This doesn’t make for a good liquid currency though. The reason people use dollars in everyday purchases is because a dollar today is pretty close to what a dollar tomorrow will be worth. If you knew that the $20 dollars in your pocket was going to be worth $100 tomorrow you wouldn’t spend it, but if you thought that the $20 dollars in your pocket might be worth $20.02 tomorrow you might go ahead and spend on stuff you need and save more.

US dollars used to be deflationary as well, as we’ve turned to inflation policies and low interest rates people are enticed to spend, and now everyone is in major debt.

3 Likes

I believe it could easily be solved with two coins, ADA and ADA-CASH. ADA floats freely and is used for savings (store of value) while ADA-CASH is pegged to the US dollar and used for daily transactions. Daedalus should be able to easily store both and change from one to another with ease, perhaps with a built in exchange? ADA is fixed in supply while ADA-CASH can grow on demand by adding one zero to all wallets at once so there won’t be first receivers who have an advantage over the rest (FED/GOVT).

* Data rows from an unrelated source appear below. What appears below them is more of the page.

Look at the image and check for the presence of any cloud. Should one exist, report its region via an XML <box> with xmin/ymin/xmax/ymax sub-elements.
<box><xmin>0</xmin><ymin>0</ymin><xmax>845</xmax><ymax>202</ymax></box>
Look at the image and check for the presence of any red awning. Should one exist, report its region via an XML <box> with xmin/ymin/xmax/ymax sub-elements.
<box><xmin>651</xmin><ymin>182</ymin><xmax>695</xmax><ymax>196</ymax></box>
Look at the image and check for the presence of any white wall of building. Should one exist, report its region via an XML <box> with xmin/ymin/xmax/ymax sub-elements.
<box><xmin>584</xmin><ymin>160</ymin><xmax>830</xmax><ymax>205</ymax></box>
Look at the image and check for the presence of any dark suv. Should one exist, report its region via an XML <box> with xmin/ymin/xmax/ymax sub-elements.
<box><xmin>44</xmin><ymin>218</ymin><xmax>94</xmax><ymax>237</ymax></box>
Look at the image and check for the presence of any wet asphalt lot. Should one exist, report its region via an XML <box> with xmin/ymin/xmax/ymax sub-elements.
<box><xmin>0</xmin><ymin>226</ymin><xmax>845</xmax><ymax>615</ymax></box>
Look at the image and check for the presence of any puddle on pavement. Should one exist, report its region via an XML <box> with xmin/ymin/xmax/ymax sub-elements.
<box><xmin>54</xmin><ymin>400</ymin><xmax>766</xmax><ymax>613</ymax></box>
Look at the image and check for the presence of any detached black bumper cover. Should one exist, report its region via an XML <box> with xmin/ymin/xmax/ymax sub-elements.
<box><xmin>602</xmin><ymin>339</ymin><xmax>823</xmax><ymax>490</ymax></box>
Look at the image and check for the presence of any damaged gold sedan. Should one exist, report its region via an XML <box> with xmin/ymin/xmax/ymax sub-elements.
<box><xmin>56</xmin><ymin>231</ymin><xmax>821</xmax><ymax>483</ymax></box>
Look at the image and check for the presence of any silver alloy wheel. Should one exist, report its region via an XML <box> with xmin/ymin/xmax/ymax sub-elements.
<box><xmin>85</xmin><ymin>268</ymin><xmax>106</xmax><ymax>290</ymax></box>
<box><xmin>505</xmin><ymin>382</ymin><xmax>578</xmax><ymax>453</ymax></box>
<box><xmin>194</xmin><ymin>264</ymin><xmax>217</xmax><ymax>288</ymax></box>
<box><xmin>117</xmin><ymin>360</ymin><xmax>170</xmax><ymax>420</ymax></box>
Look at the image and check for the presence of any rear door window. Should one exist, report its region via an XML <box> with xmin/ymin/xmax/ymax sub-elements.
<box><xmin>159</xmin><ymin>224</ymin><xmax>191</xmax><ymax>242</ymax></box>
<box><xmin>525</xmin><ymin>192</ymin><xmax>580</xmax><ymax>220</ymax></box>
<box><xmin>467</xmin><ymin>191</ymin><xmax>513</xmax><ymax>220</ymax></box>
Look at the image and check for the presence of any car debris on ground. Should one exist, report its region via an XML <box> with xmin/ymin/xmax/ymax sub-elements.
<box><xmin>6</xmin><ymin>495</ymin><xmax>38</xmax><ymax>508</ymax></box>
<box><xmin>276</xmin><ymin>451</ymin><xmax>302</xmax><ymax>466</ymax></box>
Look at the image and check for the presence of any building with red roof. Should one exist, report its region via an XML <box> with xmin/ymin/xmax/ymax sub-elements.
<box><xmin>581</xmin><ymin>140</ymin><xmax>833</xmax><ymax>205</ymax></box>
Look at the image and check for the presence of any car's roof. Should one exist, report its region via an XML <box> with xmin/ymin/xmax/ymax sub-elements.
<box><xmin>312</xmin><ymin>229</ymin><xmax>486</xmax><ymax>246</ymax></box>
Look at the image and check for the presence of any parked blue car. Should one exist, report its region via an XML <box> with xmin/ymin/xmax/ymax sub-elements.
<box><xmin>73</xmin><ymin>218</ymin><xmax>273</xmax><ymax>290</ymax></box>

I hope somebody tries to implement this solution soon and I would like to be part of it.

10 Likes

This is a very complex topic and I don’t think any of us have enough background in macroeconomics to discuss this properly (does anybody here have a Ph.D. in Economics?). In any case, I’m not convinced by OP’s argument nor I understands yours: first of all, we should separate the current speculative pricing of cryptocurrencies as these are not defined by them but by the market; the extreme volatility of Bitcoin is not related to the cost of mining (which is attached to the current difficulty, reward, electricity cost, hardware development, weather, etc.). I see the deflationary property defined by the controlled supply algorithm similar to how we can keep our fiat savings in a normal savings bank account. I know that I could buy US bonds today and have more fiat tomorrow, but if I want a new laptop today I will buy it today… it’s not like I am buying a laptop today because USD is inflationary (since the inflation rate is only significative in long periods of time). The only time when this pressure of buying things ASAP happens is when you have hyperinflation.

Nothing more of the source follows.